The century-old organization, which does work to advance the hobby, has seen its membership roughly doubled during the past year to almost 400 birders, according to Hrehowsik.
For those interested in taking up the avian pastime, there are many great places in Brooklyn to watch them at different times of the year.
New York City offers great bird watching three seasons out of the year, with only summer being the exception, as many birds flee the city during the hotter months. Still, the upcoming spring weeks offer a prime time to spot flocks of colorful birds heading north for breeding.
Brooklyn sits along the so-called Atlantic Flyway, a north-south migration route stretching from Greenland to the Caribbean and passing through the Eastern Seaboard.
“Even though we built this city here, this is still an important path for them,” Hrehowsik said. “This area has been a crucial area on the migration path for birds for about 40,000 years.”
The club hosts three walks a week in Prospect Park and big upcoming event on the feathered calendar is International Migratory Bird Day, which takes place on the second weekend in May, or Saturday May 8 this year, when migration in the Western Hemisphere is in full swing.
How to start?
Hrehowsik advises to start by looking for larger birds that you know and are easier to find, such as ducks and other waterfowl.
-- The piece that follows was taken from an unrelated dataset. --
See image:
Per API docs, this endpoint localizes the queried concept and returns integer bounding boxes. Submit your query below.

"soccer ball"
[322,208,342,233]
As you discover unknown birds, you can look them up and expand your knowledge along the way.
“Look at big birds that are easy to see and take note of what you know and get a really good feeling for what you recognize,” he said. “And then you find something you don’t know and you look that up.”
For example, you can try to spot Ruddy Ducks, Northern Shovelers, Great Egrets, Great Blue Herons or Laughing Gulls.
Song birds are smaller and harder to see, but there are many beautiful specimens, such as the Northern Parula, the Yellow-rumped Warbler, the Song Sparrow, the White-throated Sparrow, the Common Grackle, along with robins and cardinals.
Peak time of day for bird watching is between sunrise and about 11 am, and again around 5-5:30 pm, Hrehowsik said.
Where to go bird watching?
Because of the dense city environment, birds seek refuge in urban meadows like Prospect Park, Owl’s Head Park in Bay Ridge, or Green-Wood Cemetery. Luckily for birders, this allows the watchers to find more species in a much smaller area, compared to more rural pastures, where the animals spread out more.
“We have this effect where you can see many more species in an area of Prospect Park than for the same area in the Adirondacks,” Hrehowsik said. “You really get them all funneling through these areas.”
The birder recommends looking for wooded areas with understory growth, because many birds feed off of the bugs in shrubs and heaps of leaves beneath trees.
“Anywhere that looks like the woods is a really good place right now,” he said.
The Brooklyn Bird Club also has a handy map for good spots around the borough.
A walk around Prospect Park Lake which has a lot of mature trees harboring insects, brushy areas, and wet spots, is a great place to start in Brooklyn’s Back Yard. Nearby Lookout Hill also offers a great vantage point 177 feet above sea level.
Or head to Bush Terminal in Sunset Park or Shirley Chisholm State Park in East New York. Other coastal hotspots like Jamaica Bay are busier during the fall and winter months.
The best way to start birding is to just go out and do it, if possible with a group of fellow bird watchers, so Hrehowsik.
“Birding is like learning a language, you can only learn so much from books and tapes, you have to immerse yourself,” he said.